After some weather-related delays, the Brandywine Zoo team is on schedule to open a new multi-species exhibit in early July.
Zoo director Brint Spencer said the new exhibit features indoor and outdoor spaces, giving visitors the opportunity to see the animals in any weather.
The final roster of inhabitants for the new exhibit is still up in the air, but current plans make room for golden lion tamarins, white-faced sakis, cotton-top tamarins, porcupines, Patagonian mara and red-footed tortoises.
“It gives the animals that are in the habitat different roommates, for lack of a better word, to interact with,” Spencer said. “So it provides natural enrichment for them to have multiple animals that they can interact with.

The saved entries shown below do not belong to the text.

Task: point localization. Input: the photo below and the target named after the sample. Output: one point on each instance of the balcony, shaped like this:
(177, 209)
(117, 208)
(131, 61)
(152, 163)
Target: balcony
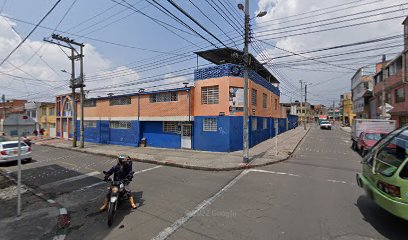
(233, 70)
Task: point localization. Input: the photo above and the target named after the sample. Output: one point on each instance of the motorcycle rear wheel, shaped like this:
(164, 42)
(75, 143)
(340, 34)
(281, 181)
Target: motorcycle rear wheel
(111, 213)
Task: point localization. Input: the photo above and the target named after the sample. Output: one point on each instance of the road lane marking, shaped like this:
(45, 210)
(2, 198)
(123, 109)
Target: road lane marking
(181, 221)
(63, 211)
(100, 183)
(67, 180)
(295, 175)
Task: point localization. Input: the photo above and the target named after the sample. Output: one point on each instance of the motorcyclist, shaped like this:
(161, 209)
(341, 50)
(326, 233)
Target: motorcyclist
(122, 171)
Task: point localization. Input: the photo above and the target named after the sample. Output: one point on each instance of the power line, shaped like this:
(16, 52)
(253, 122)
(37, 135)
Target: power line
(334, 18)
(29, 34)
(195, 21)
(334, 28)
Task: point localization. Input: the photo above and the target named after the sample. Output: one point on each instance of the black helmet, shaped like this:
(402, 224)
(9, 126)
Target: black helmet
(122, 159)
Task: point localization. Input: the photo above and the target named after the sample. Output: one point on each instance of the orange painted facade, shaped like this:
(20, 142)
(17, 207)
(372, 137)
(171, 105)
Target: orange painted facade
(225, 83)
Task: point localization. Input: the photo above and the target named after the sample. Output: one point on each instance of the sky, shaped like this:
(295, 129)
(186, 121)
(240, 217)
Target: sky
(133, 44)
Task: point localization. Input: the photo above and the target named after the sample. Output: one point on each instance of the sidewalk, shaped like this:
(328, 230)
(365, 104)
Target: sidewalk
(38, 220)
(261, 154)
(346, 129)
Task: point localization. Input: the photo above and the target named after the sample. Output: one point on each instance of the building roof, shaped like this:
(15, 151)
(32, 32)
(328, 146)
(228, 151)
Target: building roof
(389, 62)
(229, 55)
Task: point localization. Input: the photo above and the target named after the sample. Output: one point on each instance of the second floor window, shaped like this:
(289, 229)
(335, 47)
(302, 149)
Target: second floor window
(164, 97)
(253, 97)
(264, 100)
(120, 101)
(52, 112)
(400, 95)
(209, 95)
(90, 103)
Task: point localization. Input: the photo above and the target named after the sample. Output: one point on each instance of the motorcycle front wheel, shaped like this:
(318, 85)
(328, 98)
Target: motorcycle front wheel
(111, 213)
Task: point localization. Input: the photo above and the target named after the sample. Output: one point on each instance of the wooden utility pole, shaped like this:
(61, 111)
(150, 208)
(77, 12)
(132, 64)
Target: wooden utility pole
(75, 82)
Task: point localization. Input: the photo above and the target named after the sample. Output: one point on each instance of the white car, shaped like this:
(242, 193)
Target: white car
(325, 125)
(9, 151)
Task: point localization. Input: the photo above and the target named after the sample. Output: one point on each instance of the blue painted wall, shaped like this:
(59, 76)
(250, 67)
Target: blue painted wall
(153, 132)
(236, 133)
(127, 137)
(103, 134)
(218, 141)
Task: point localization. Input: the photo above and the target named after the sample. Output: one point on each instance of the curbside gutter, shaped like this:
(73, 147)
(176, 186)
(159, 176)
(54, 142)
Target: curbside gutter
(173, 164)
(63, 220)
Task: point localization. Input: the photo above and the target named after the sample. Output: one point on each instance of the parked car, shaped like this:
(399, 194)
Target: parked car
(384, 175)
(367, 140)
(325, 125)
(9, 151)
(365, 125)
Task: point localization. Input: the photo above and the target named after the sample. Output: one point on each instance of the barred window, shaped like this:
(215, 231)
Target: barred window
(120, 124)
(400, 95)
(254, 124)
(89, 124)
(209, 95)
(253, 99)
(171, 127)
(120, 101)
(90, 103)
(52, 111)
(164, 97)
(264, 100)
(210, 124)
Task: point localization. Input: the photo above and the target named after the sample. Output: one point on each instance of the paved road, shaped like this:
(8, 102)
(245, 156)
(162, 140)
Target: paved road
(313, 195)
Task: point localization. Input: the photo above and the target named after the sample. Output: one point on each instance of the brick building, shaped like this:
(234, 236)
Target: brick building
(207, 116)
(394, 75)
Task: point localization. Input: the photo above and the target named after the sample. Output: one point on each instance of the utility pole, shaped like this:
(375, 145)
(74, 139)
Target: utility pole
(74, 82)
(3, 98)
(81, 76)
(74, 105)
(306, 115)
(246, 62)
(384, 76)
(301, 104)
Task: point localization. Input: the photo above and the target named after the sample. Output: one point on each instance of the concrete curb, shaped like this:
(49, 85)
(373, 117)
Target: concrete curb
(172, 164)
(63, 220)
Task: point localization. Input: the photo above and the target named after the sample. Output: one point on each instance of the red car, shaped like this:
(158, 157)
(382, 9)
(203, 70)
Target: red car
(367, 140)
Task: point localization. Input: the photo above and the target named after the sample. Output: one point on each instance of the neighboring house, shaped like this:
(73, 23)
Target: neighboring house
(15, 123)
(63, 118)
(9, 107)
(394, 75)
(347, 109)
(361, 91)
(43, 114)
(207, 116)
(47, 119)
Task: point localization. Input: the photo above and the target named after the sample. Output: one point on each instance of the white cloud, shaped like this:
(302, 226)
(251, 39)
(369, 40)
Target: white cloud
(51, 81)
(279, 9)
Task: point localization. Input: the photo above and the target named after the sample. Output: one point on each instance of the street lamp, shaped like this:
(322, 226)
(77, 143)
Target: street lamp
(246, 61)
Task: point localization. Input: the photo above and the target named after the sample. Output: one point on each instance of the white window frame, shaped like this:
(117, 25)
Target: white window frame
(254, 123)
(120, 124)
(89, 124)
(164, 97)
(127, 100)
(253, 97)
(210, 95)
(210, 125)
(171, 127)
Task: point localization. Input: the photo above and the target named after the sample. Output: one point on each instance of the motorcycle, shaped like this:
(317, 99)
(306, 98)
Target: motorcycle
(116, 192)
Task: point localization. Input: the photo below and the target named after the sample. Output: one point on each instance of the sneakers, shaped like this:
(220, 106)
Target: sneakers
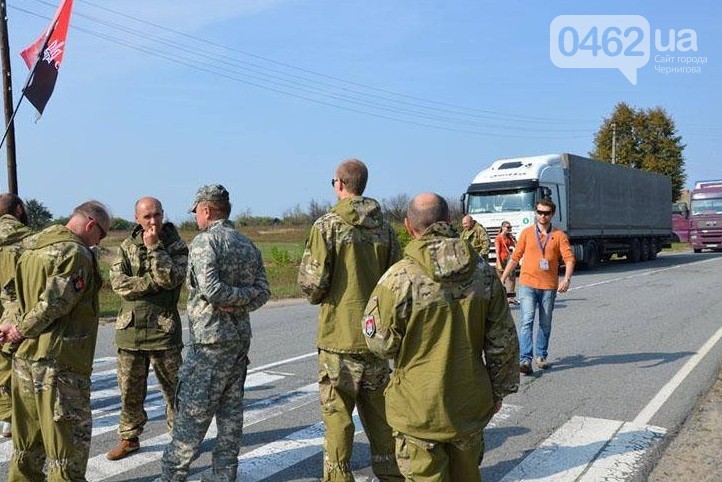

We work with other zoos to try and come up with animals that have been housed together before successfully.”
Spencer added multi-species exhibits make better experiences for guests, too.
The new exhibit will also clear out another space in the zoo, allowing for the return of squirrel monkeys to Brandywine.
Moving the tamarins and sakis into the new space will also make room for the zoo to transition from a North American flight exhibit to an African flight exhibit.
“And the first species that we'll be bringing in for that are Abyssinian ground hornbills,” Spencer said. “And those are a three-foot-tall predatory hornbill. So that'll be, I think, an exciting exhibit for the guests to see, and an exciting exhibit for an exciting species for the keepers to work with.”
Spencer added zoo staff plan to welcome the hornbills, which will be the zoo’s first in its 121 years, as soon as paperwork and testing is complete around the end of May.
The hornbill will then need to be quarantined for 30 days to ensure animal health and safety.